Oops... sorry, forgot to upload last night. Next one will be tomorrow, as usual.


Chapter 7 – Of Wolves

"Ow! Drat these sand-flies!"

"You okay there, Nile?"

"Ow. Yeah, I'm fine. These bites itch horribly, though."

Kyouya heard Demure rummaging in his bag. "Here you go," he said. "This should stop it itching so badly."

"Thanks... yeah, that does help! That's amazing."

They had left the poolside cavern early in the morning, and after a long day of walking had finally arrived in the town they were supposed to be in for their semi-final match to become Africa's representatives. Naturally, they had found themselves once again in a bunk room, though this time there were two bunk beds. Demure had suggested that Kyouya might like to take the other top bunk, but Kyouya had just ignored it and settled down on the lower bunk to Nile's. It just felt right by now, like a habit that couldn't be broken.

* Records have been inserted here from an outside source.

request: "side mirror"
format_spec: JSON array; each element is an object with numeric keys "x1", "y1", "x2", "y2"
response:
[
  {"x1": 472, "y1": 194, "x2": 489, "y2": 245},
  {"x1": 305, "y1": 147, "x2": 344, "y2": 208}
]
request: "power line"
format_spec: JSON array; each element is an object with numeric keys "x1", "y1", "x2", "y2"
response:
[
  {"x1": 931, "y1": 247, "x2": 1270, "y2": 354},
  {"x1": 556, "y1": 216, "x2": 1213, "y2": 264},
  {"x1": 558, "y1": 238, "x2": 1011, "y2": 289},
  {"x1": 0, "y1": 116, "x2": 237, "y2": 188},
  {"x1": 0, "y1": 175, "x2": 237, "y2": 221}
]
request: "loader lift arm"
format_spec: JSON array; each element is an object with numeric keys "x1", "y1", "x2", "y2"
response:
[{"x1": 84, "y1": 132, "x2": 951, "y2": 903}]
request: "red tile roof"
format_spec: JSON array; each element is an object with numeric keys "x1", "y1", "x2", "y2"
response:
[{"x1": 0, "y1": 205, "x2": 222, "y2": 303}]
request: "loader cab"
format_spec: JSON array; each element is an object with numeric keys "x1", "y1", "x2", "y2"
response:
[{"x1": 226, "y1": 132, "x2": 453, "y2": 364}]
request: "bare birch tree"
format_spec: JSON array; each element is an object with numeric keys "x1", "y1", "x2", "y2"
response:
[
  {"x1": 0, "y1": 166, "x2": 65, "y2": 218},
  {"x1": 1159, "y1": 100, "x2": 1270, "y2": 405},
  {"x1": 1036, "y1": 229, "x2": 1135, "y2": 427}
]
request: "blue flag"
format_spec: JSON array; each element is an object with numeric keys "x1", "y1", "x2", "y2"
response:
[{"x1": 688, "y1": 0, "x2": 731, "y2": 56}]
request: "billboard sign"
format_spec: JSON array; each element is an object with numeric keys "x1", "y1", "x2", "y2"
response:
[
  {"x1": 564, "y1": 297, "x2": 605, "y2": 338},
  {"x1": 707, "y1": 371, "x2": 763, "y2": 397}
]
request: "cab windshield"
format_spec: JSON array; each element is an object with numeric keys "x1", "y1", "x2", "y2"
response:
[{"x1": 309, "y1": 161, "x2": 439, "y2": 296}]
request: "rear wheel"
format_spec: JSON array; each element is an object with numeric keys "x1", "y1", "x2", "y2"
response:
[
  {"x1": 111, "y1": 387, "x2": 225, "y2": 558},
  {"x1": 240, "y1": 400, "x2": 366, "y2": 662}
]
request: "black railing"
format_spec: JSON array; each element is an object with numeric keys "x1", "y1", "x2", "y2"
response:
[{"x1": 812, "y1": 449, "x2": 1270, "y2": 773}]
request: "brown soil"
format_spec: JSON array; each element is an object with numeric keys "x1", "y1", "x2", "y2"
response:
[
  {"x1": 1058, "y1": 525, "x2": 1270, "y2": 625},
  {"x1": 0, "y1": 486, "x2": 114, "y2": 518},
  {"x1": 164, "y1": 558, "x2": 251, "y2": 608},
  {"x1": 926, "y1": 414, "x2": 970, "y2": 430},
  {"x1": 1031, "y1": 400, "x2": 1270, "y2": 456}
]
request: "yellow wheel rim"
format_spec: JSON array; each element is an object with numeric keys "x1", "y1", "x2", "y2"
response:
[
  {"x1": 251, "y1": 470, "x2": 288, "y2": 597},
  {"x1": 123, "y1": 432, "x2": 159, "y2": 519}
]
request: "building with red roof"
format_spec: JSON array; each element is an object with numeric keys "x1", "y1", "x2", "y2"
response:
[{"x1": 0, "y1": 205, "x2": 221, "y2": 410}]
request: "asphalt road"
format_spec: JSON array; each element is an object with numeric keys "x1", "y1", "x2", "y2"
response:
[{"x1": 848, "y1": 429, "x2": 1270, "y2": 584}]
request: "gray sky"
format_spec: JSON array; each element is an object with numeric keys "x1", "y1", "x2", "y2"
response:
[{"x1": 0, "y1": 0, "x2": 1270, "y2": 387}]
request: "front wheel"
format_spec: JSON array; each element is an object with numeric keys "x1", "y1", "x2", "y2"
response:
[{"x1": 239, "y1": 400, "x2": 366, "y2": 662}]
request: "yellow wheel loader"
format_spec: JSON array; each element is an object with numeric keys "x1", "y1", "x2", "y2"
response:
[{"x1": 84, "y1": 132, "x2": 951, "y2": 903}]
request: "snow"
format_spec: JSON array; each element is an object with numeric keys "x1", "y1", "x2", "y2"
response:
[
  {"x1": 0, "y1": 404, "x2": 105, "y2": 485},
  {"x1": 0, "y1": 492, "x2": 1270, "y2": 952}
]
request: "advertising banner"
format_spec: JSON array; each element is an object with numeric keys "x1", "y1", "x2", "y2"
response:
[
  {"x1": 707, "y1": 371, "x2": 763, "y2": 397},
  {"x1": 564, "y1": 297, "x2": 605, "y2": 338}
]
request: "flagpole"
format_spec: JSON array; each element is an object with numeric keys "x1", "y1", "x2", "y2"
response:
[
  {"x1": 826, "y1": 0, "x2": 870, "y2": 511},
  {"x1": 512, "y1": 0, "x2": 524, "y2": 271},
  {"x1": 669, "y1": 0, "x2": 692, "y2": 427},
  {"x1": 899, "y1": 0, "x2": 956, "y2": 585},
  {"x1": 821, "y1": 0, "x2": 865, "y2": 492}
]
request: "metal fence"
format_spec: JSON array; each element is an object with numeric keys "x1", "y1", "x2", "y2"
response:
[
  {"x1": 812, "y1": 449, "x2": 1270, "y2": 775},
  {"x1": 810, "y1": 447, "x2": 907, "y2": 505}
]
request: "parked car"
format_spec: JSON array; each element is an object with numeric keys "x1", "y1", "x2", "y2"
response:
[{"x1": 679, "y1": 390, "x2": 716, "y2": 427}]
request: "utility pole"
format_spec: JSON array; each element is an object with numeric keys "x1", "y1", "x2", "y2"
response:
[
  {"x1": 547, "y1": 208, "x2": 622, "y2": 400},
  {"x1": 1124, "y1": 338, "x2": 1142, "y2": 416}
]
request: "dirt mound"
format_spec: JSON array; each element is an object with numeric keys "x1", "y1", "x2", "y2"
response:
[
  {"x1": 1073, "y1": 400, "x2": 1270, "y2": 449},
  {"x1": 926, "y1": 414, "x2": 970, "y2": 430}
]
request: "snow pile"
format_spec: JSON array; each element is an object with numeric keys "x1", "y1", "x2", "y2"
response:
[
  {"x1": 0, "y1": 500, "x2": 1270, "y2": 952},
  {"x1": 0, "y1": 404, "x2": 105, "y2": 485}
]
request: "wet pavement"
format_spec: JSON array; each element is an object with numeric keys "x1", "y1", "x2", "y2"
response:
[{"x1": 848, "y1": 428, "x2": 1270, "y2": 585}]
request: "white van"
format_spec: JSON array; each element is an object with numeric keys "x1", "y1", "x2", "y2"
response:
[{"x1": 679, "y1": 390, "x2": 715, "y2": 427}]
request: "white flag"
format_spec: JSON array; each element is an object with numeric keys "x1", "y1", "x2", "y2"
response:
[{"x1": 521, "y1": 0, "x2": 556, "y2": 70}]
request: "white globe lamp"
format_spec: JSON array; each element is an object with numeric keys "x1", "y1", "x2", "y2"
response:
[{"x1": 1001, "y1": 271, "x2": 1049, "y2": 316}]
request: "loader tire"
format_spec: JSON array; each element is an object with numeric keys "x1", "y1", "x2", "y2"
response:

"Kyouya? Did you get any bites?"

"No." Alright, he was being abrupt, but he had an excuse. Something really rather worrying was bothering him. He'd gone through a couple of warm-up battles with Nile and Demure before their qualifying match that day, and at one point Nile and Demure had teamed up against him. It wasn't that Kyouya had low expectations of his team-mates, who he knew had their own special strengths, but he hadn't expected to struggle so much to defeat them when Demure's pin-point accuracy and blade-reading was combined with Nile's Mystic Zone. This was very bad. He'd seen every qualifying match of Gingka's, and knew that with the new Pegasus the red-head was stronger than ever before. If Kyouya couldn't easily defeat Nile and Demure working together, there was no way that he could hope to challenge Gingka for the World title.

He needed more training, and fast. Wolf Canyon just wasn't enough any more.

"Huh? What was that, Kyouya?"

Oops. He hadn't realised he'd said the last bit out loud. "Nothing, Nile."

"It was something about that place again." Nile leaned over the edge of the top bunk to look at him. "That Wolf Canyon. You've talked about it before."

"I said, it's nothing," Kyouya growled, turning on his side and trying to ignore Nile. But unfortunately for him, the Egyptian boy was far too persistent for his own good.

"You always get a really weird look on your face when you mention that place," he said. "What happened there? And what's it got to do with training?"

He clearly wasn't going to let this one go. "It's just a canyon for training. Nothing more."

Nile didn't look convinced – then again, that wasn't really surprising. He wasn't a fool in any sense of the word. "Oh really? Kyouya, I thought we were team-mates now; can't you at least pretend to not have any deep dark secrets?"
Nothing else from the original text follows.